- Genre: Reality
- Created by: Fathom Pictures
- Developed by: Zee Studios Television
- Presented by: Karan Wahi Waluscha De Sousa
- Starring: ShaanNeha Bhasin
- Theme music composer: Sajid–Wajid
- Opening theme: IPML Opening Theme
- Ending theme: IPML End Theme
- Composer: Sajid–Wajid
- Country of origin: India
- Original language: Hindi
- No. of seasons: 1
- No. of episodes: 26

Production
- Production locations: Mumbai, Maharashtra, India
- Camera setup: Multi-camera
- Running time: 60 Minutes
- Production companies: Zee Studios Television Contiloe Entertainment Television Fathom Pictures

Original release
- Network: Zee TV
- Release: 26 February – 18 July 2021

= Indian Pro Music League =

Indian singing reality show

Indian Pro Music League or IPML is the world's first Music League based in India that premiered on 26 February 2021 on Zee TV and concluded on 18 July 2021. The first season was hosted by Karan Wahi and Waluscha De Sousa.

==Format==
This show has a "league" format similar to a sports league, where a number of teams, representing different regions of India, compete with each other.

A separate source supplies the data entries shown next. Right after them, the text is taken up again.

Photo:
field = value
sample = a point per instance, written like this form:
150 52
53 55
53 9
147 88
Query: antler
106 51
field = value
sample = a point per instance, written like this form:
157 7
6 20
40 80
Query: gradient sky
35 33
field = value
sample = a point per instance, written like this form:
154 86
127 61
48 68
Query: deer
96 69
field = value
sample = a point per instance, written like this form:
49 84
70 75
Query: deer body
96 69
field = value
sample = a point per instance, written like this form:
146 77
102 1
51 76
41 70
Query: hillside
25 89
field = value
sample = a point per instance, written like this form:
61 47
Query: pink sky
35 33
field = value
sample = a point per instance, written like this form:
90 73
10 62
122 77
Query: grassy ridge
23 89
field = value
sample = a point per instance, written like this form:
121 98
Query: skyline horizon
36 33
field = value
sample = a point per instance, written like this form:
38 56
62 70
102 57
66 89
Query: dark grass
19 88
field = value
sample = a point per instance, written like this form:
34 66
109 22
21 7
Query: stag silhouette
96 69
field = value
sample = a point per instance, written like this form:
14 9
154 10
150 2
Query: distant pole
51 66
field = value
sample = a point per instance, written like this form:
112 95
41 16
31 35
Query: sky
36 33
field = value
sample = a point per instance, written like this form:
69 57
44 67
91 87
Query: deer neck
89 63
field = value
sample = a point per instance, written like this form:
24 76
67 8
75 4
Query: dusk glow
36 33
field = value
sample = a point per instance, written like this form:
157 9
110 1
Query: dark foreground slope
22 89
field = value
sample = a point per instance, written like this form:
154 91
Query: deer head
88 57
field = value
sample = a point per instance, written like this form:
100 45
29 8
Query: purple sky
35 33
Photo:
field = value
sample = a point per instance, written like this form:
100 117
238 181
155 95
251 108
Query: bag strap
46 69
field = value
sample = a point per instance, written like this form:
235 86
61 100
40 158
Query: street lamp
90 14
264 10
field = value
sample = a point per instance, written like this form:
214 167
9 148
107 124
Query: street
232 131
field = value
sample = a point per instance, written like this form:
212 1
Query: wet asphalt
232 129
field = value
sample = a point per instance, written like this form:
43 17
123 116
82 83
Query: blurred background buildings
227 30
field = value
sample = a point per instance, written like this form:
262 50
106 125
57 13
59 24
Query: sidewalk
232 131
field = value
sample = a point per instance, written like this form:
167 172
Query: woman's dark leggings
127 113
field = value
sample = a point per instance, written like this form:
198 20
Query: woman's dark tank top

The first season of the show had six teams: Mumbai Warriors, Punjab Lions, Bengal Tigers, Gujarat Rockers, UP Dabbangs and Delhi Jammers. Each team consisted of five people, including playback singers and reality show participants.

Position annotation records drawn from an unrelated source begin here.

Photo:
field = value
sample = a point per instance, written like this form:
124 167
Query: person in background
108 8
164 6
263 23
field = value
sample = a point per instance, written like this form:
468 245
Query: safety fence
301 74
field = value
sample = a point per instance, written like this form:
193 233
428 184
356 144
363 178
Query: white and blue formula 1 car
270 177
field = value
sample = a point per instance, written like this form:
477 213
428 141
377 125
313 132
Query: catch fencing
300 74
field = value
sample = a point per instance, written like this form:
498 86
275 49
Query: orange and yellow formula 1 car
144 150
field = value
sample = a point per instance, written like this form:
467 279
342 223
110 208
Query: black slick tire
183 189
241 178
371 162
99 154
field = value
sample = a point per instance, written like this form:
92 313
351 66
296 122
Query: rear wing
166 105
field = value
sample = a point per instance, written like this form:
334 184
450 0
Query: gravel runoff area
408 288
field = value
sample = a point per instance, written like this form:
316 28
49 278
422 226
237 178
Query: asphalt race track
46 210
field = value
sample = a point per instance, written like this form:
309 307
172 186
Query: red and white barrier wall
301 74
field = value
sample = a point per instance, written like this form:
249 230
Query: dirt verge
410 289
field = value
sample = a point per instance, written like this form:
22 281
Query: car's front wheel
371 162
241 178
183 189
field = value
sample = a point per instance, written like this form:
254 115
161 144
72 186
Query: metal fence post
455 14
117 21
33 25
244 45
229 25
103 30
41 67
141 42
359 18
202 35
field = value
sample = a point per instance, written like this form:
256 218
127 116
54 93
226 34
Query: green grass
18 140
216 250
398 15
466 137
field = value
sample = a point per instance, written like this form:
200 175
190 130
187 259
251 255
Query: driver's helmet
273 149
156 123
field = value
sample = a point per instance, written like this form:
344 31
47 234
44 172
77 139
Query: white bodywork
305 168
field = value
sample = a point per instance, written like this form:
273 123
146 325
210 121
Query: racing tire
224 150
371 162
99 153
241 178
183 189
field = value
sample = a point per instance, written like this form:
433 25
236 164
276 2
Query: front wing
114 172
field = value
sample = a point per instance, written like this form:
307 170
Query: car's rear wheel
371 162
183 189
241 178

Various Bollywood and sports celebrities sponsored the teams, with Salman Khan being the brand ambassador.

==Teams==

The six teams in the first season of the show were Mumbai Warriors, Punjab Lions, Bengal Tigers, Gujarat Rockers, UP Dabbangs and Delhi Jammers.

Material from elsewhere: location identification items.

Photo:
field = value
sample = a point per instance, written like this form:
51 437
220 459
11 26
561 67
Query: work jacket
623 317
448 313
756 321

Here is a list of the teams and their members, who are all singers and music composers of Indian Cinema.

Indian pro music league
- Brand ambassador Salman Khan

1) WeSafe India Punjab Lions: Mika Singh, Asees Kaur, Divya Kumar, Shehnaz Akhtar and Rupali Jagga.
- Brand ambassador bobby Deol

2) Nilkamal Mattrezzz Mumbai Warriors: Kailash Kher, Mohammed Irfan, Rachit Agrawal, Shilpa Rao, and Purva Mantri.
- Brand ambassador Ritesh Deshmukh & Genelia

3) Ananya Birla Foundation Bengal Tigers: Shaan, Akriti Kakar, Nikhita Gandhi, Rituraj Mohanty and Mismi Bose
- Brand ambassador Govinda

4) Divya Bhaskar Gujarat Rockers: Javed Ali, Bhoomi Trivedi, Aditi Singh Sharma, Laj and Hemant Brijwasi.
- Brand ambassador Rajkumar Rao

5) Eduauraa UP Dabbangs: Ankit Tiwari, Payal Dev, Amit Gupta, Rupam Bharnarhia and Salman Ali.
- Brand ambassador Suresh Raina

6) Smule Delhi Jammers: Sajid Khan, Neha Bhasin, Shabab Sabri, Ankush Bhardwaj and Priyanshi Shrivastava
- Brand ambassador Shakti Kapoor & Shraddha Kapoor

==Team Status==

| Teams | Place | Status |
|---|---|---|
| Punjab Lions | 1st | Winner |
| Mumbai Warriors | 2nd | Runner-up |
| Bengal Tigers | 3rd | 2nd Runner-up |
| Gujarat Rockers | 4th | 3rd Runner-up |
| UP Dabbangs | 5th | Eliminated |
| Delhi Jamners | 6th | Eliminated |

==Marketing==
The show approached big brands for sponsorship such as Maruti Suzuki, Lifebuoy, LIC of India, Nilkamal Mattrezzzz and many more to increase popularity across the globe.

==COVID-19 outbreak==

The shooting of the show had been halted in May 2021 due to lockdown in Maharastra.

According to Pinkvilla, due to coronavirus outbreak, the makers had decided to conclude its final episode just after fourth innings whenever they got the permission to shoot episodes, which was initially planned for five League Matches.